Well, look like you got your work cut out for nest week.


----------



## Redwood (Sep 8, 2008)

That's some damn fine work right thar....
Why was it clogged anyway....:laughing:


----------



## RealLivePlumber (Jun 22, 2008)

I can't believe that someone would bury that mess............

Wait, yes I can. 

(I always take a shot of the truck before and after I record an inspection.:thumbsup


----------



## PLUMB TIME (Feb 2, 2009)

When I first started watching I thought that my colonoscopy had been downloaded to the internet.:blink:


----------



## waldrop (Dec 18, 2009)

here is one we replaced tuesday


----------



## TheSkinnyGuy (Sep 15, 2009)

gotta love thin-wall... good for the service plumber I guess.


----------



## dayexco (Oct 12, 2009)

TheSkinnyGuy said:


> gotta love thin-wall... good for the service plumber I guess.

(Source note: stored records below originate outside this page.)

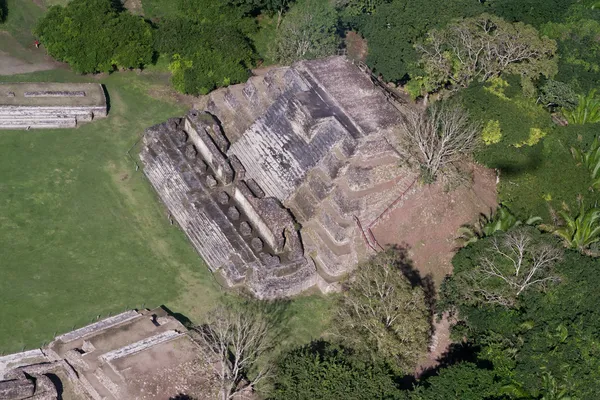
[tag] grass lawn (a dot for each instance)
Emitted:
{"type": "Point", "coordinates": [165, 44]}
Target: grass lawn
{"type": "Point", "coordinates": [83, 234]}
{"type": "Point", "coordinates": [21, 18]}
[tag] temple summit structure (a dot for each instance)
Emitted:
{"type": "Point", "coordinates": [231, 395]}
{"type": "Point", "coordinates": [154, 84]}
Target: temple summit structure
{"type": "Point", "coordinates": [274, 179]}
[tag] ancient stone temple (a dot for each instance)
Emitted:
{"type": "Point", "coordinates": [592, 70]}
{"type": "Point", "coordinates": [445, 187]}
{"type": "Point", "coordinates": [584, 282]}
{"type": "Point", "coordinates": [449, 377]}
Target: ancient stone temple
{"type": "Point", "coordinates": [272, 180]}
{"type": "Point", "coordinates": [138, 354]}
{"type": "Point", "coordinates": [50, 105]}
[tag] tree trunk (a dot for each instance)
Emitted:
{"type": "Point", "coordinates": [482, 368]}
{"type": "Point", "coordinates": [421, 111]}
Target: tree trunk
{"type": "Point", "coordinates": [279, 15]}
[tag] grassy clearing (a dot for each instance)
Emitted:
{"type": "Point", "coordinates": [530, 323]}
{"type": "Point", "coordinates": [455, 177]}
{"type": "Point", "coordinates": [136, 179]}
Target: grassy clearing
{"type": "Point", "coordinates": [22, 17]}
{"type": "Point", "coordinates": [83, 234]}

thin wall as in 2729, or 3034? we bury SDR35 3034 to depths of 20' and with proper bedding...zero problems, but have had cell core sched 40 fail repeatedly in an outside/service type situation....sched 40 cell core might be great within a residence wall, or under a basement slab with no more than 2' of cover...but IMO....cell core is garbage.


----------



## Redwood (Sep 8, 2008)

dayexco said:


> thin wall as in 2729, or 3034? we bury SDR35 3034 to depths of 20' and with proper bedding...zero problems, but have *had cell core sched 40 fail repeatedly in an outside/service type situation*....sched 40 cell core might be great within a residence wall, or under a basement slab with no more than 2' of cover...but IMO....cell core is garbage.

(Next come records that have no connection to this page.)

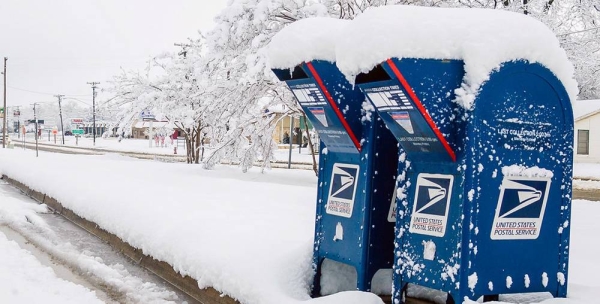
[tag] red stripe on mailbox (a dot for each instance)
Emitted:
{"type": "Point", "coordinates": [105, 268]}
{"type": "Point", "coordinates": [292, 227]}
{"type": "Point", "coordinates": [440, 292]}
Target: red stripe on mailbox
{"type": "Point", "coordinates": [421, 108]}
{"type": "Point", "coordinates": [333, 105]}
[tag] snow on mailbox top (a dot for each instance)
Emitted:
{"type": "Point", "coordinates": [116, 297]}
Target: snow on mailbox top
{"type": "Point", "coordinates": [482, 38]}
{"type": "Point", "coordinates": [305, 40]}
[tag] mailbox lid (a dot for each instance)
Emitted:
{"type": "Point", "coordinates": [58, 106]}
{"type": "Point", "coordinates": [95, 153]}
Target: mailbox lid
{"type": "Point", "coordinates": [414, 98]}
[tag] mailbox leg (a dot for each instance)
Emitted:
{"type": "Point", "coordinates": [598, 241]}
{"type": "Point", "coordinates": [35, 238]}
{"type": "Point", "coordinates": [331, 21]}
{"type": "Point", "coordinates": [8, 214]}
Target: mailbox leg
{"type": "Point", "coordinates": [316, 290]}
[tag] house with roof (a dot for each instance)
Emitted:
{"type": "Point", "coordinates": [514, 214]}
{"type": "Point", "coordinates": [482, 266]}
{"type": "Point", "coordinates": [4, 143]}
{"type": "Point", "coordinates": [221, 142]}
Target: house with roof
{"type": "Point", "coordinates": [587, 130]}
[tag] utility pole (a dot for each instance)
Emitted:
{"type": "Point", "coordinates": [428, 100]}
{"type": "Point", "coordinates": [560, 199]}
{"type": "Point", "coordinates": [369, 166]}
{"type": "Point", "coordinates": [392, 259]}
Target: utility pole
{"type": "Point", "coordinates": [4, 108]}
{"type": "Point", "coordinates": [36, 130]}
{"type": "Point", "coordinates": [184, 47]}
{"type": "Point", "coordinates": [60, 114]}
{"type": "Point", "coordinates": [18, 121]}
{"type": "Point", "coordinates": [94, 109]}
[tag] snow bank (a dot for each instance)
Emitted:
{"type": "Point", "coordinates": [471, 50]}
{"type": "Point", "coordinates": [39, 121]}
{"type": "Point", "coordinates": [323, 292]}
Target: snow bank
{"type": "Point", "coordinates": [24, 279]}
{"type": "Point", "coordinates": [305, 40]}
{"type": "Point", "coordinates": [250, 236]}
{"type": "Point", "coordinates": [483, 38]}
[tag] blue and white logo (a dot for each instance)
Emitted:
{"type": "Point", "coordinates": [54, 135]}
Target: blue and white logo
{"type": "Point", "coordinates": [309, 95]}
{"type": "Point", "coordinates": [344, 179]}
{"type": "Point", "coordinates": [431, 204]}
{"type": "Point", "coordinates": [520, 210]}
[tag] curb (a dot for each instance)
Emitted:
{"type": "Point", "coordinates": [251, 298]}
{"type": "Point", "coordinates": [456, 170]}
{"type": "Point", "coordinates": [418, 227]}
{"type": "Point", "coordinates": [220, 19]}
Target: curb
{"type": "Point", "coordinates": [162, 269]}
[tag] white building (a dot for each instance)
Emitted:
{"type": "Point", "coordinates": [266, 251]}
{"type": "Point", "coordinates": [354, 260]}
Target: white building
{"type": "Point", "coordinates": [587, 130]}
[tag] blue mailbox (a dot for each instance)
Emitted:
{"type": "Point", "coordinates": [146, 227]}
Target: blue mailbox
{"type": "Point", "coordinates": [486, 191]}
{"type": "Point", "coordinates": [357, 172]}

 Ummmm Isn't Foam Core for Non-Pressure Applications Only...

I wonder why it would fail in an outside service application....:blink:


----------



## dayexco (Oct 12, 2009)

Redwood said:


> Ummmm Isn't Foam Core for Non-Pressure Applications Only...
> 
> I wonder why it would fail in an outside service application....:blink:


 we/ve tried using it on installations where the sewer HAS to come in under a finished slab, etc....it's failing at installation. we either compact with a vibe plate or sheepsfoot on our 210 case, cell core pipe no matter how it's bedded, we've had a lot of issues/problems with it.


----------



## Protech (Sep 22, 2008)

The sewer line in the video is thinwall pvc sewer pipe.
 In davenport, your lucky if they even glued the fittings together. Those houses were all built during the construction boom when anyone who even claimed to be able to unscrew the dauber off of a glue can was hired to be a construction plumber.

I do work for a few property management companies out there and the camera goes down on every stoppage. It’s a guarantee that the line is ether crushed, shattered, or just plan not connected out there on every stoppage call.


----------